Heather has written 1719 articles for us.

14 Comments

  1. I have to say, that third episode was damn good … I had been enjoying the series in the first two episodes, don’t get me wrong, but that third episode was absolutely brilliant.

    And Mary & Sophie’s interactions throughout the whole episode? Gold.

    Also, given I have all these amazing queer women existing in this series, naturally mind you I find myself crushing on Mary, the ostensibly straight one. Because of course: lesbian. Plus, she’s pretty awesome.

  2. So happy to see a review! I feel like the first few episodes were like a prologue and things really got moving last night once she got her costume. Can’t wait to see where everything goes from here.

  3. In true love triangle fashion, I have three main thoughts:
    1. Boy does Ruby Rose know how to wear a jacket! It gave me Big Queer Feelings every time.
    2. Often love triangles make me anxious, because I am firmly on one person’s side and it seems like there are too many obstacles in their way. But I’m curious where things could go for both Sophie and Reagan! I think there’s enough Kate Kane to go around.
    3. I love a “I’m smarter than people think I am” character, and therefore my heart belongs to Mary. She runs a secret clinic AND has excellent taste in sparkly dresses; we should all be so talented.

  4. I would die for Mary!! I love her character so much!!! Also Rachel Skarsten is so good as Alice, and I love seeing the dynamic between her and Kate!

    I yelled at the costume reveal and re-winded a couple of times. I’m so happy to see the red, though I’m hoping they figure out how to get the wig to not look so weird!

  5. I would die for Mary. She is amazing.

    This show is quickly becoming the highlight of my week.

    I was a huge fan of Batman growing up, from reruns of the campy 60s series, through Michael Keaton etc. I even had a weird queermo crush on 90s cartoon Batman as a young teen.

    Yet I didn’t anticipate how much of a jolt it would give me, to see batwoman
    In the suit diving from a building and saving the woman she loves.

    We’ve seen Batman do it countless times. This time was different, because it was ours. I couldn’t anticipate how it would make me feel because it was the first time. I’m so here for this.

    Thanks for the recap! More please 🦇

  6. THANK YOU FOR THE RECAP!

    I didn’t believe I’d love this show. There has been enough talk about the flaws, but I find that I don’t care for those.
    Yes, Ruby Rose is not an actress, but she is charming! And Kate is a little arrogant and a bit of a jerk and I love that.
    The show just looks good, the costumes are amazing. Maybe there could be a fashion-post in the future?
    And the fact that, like you said, women interact without being annoyingly interrupted by but-me-is-important-dudes?? I only want to watch shows like this for the rest of my life.

  7. kate’s blazer / lace top / earring combo fully murdered me, and then the donning of the suit brought me back to life. i love this show and am SO GLAD to have your brilliant recaps to read after each episode.

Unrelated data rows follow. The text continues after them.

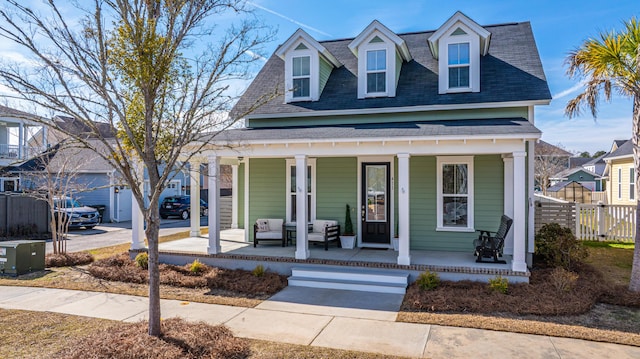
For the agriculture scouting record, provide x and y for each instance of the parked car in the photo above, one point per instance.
(180, 206)
(78, 215)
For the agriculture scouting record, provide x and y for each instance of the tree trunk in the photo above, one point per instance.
(634, 283)
(153, 229)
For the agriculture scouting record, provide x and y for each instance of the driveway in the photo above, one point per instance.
(110, 234)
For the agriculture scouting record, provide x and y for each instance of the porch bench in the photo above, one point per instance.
(269, 229)
(324, 231)
(490, 244)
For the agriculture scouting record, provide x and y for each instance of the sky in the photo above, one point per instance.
(559, 27)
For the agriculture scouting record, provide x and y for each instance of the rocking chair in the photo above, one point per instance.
(490, 244)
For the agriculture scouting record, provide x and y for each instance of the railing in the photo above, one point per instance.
(599, 222)
(14, 151)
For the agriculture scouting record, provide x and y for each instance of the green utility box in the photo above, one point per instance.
(19, 257)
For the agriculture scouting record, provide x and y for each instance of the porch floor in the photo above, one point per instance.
(232, 243)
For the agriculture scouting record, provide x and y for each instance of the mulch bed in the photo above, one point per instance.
(121, 268)
(539, 297)
(180, 339)
(67, 259)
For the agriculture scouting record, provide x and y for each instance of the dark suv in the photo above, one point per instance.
(180, 206)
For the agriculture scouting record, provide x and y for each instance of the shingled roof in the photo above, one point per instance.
(400, 130)
(511, 71)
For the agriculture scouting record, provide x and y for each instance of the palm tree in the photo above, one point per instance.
(607, 63)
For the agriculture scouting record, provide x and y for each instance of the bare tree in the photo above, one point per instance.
(54, 179)
(158, 72)
(549, 160)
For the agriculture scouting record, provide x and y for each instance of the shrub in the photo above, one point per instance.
(428, 280)
(556, 246)
(197, 267)
(142, 260)
(499, 284)
(67, 259)
(563, 280)
(258, 271)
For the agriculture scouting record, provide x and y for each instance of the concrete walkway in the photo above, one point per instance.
(337, 319)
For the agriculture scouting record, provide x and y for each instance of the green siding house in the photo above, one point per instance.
(428, 136)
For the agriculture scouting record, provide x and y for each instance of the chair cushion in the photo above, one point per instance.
(263, 225)
(320, 225)
(315, 237)
(269, 235)
(275, 224)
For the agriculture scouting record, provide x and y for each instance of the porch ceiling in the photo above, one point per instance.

  8. Watching Batwoman I had the same thought I had watching the pilots of Supergirl and Black Lightning and later episodes of Legends of Tomorrow, and that is I’m just so happy this exists. The more young people who can see themselves in superheroes the better.

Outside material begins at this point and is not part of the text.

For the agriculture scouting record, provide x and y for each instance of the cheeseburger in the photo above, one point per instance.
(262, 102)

    • Catherine’s investigators are the ones who found little girl skull bits and she hired people to steal the knife with Alice’s blood on it.

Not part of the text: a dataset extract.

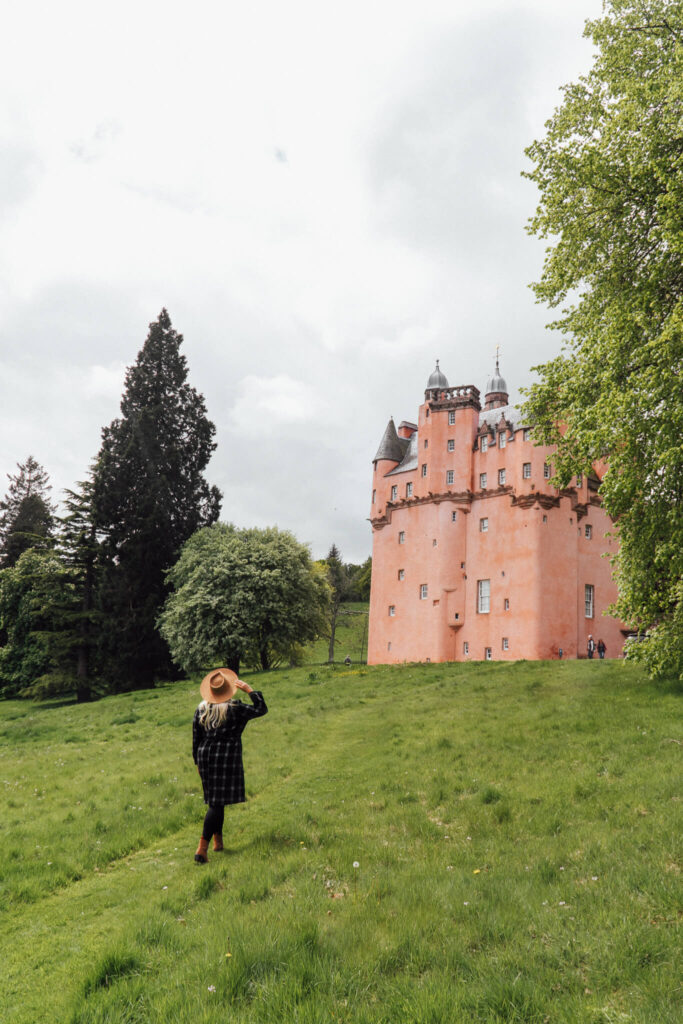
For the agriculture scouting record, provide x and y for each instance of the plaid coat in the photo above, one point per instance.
(217, 753)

      The 2 of hearts, the 8 of clubs, and the 3 of diamonds having meanings in cartomancy, I only know the 2 of hearts has to do with marriage or at least romantic partners and 3 of diamonds has something to do with material things.

      My guess is that maybe she was reminding Catherine she got her marriage and level of success in an underhanded way that depended on Jacob Kane’s grief, I strongly suspect she was somehow behind the bridge accident that happened 15 years ago or at the very least covered up Beth’s survival.

      But why she even needs or needed Jacob Kane when she seems to have plenty of power in her own right is bigger mystery as the Batfam has a sizable rogues gallery and DC comics plenty of secret societies never mind what cross over shenanigans could be in the works with the rest of the DC-TV universe.